Acropolis closed during hottest hours in Greece’s earliest heatwave on record

The Acropolis, Greece’s most visited tourist site, was closed to the public during the hottest hours of Wednesday as the season’s earliest-ever heatwave swept the country, prompting school closures and health warnings.

The culture ministry had said the Unesco-listed archaeological site in Athens would close from midday to 5pm (09.00 to 14.00 GMT), with temperatures expected to reach 43C (109F) on Wednesday and Thursday.

The first heatwave of the year in Greece – which is regularly hit by searing summer temperatures – is due to peak over those two days, and the ministry said the measure could be extended.

Meteorologists have noted this is the earliest heatwave – which for Greece is classed as temperatures exceeding 38C for at least three days – in recorded history.

“In the 20th century we never had a heatwave before 19 June.
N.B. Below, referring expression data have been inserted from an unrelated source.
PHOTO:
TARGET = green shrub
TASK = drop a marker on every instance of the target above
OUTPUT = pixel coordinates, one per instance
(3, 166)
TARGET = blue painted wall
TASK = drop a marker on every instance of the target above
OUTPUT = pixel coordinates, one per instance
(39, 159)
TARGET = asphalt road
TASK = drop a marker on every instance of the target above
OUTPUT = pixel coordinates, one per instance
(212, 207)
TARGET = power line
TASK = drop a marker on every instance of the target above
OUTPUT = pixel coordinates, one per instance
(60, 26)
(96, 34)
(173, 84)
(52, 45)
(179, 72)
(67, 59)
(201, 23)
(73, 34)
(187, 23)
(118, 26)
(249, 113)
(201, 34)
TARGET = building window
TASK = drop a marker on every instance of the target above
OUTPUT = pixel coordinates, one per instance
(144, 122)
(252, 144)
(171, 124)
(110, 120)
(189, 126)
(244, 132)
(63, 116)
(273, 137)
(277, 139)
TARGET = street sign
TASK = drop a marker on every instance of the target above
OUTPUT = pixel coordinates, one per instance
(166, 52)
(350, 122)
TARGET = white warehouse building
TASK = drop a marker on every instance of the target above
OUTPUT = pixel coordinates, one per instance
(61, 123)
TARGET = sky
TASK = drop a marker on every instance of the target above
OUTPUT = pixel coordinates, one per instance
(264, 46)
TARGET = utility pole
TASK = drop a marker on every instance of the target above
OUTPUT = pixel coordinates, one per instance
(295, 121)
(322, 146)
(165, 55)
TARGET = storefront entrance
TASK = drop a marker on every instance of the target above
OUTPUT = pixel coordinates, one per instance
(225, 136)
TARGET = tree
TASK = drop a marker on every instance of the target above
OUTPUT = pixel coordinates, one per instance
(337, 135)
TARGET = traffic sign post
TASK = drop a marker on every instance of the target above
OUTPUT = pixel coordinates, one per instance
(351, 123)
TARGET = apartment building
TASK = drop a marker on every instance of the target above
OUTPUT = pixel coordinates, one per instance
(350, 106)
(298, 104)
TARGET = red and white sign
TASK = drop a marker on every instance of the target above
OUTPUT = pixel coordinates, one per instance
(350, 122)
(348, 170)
We have had several in the 21st century, but none before 15 June,” said the state TV meteorologist Panos Giannopoulos.

The climate crisis and civil protection ministry has warned of a very high risk of fires in the Attica region around Athens

Schools will stay closed in several regions of the country on Wednesday and Thursday, including in the capital, while the labour ministry has advised public-sector employees to work from home.

The ministry also ordered a pause from midday to 5pm for outdoor work, including food delivery, to Thursday.

Sheltering under a parasol, Fotis Pappous, an electrician, said he had started his workday a few hours earlier, at 6am, on orders from his employer. “With this kind of heat, it would be too risky otherwise,” said the 46-year-old as he tinkered with an electricity meter near Syntagma Square in central Athens.

But for staff working over a grill in the already-buzzing Plaka tourist district of the city, there was no room for respite.

“We have no choice, it’s the start of the tourist season,” said Elisavet Robou, a kebab store owner. “We have air conditioning and fans, and staff are allowed to take breaks, but unfortunately the climate crisis is here.”

“Heatwaves came earlier this year and the season will be difficult,” she added.

An air-conditioned hall had been opened at the Syntagma metro station in central Athens to give people somewhere to shelter from the heat, the public transport authority said.

In Greece’s second city, Thessaloniki, schoolteachers and pupils said annual exams were held under difficult conditions.

“There was no air conditioning in any of the rooms so we used fans, some of which the teachers brought from their own homes,” said Andreas Karagiannis, a 52-year-old mathematician and examiner.

“Exams should not have been held under these conditions,” said Yiannis Theodoridis, a 17-year-old pupil.

The Acropolis was forced to close in July last year during a two-week heatwave that was unprecedented in its duration.

A record number of almost 4 million visitors flocked to the site last year, with its popularity boosted in part due to tourists arriving on cruise ships that called in at the nearby port of Piraeus.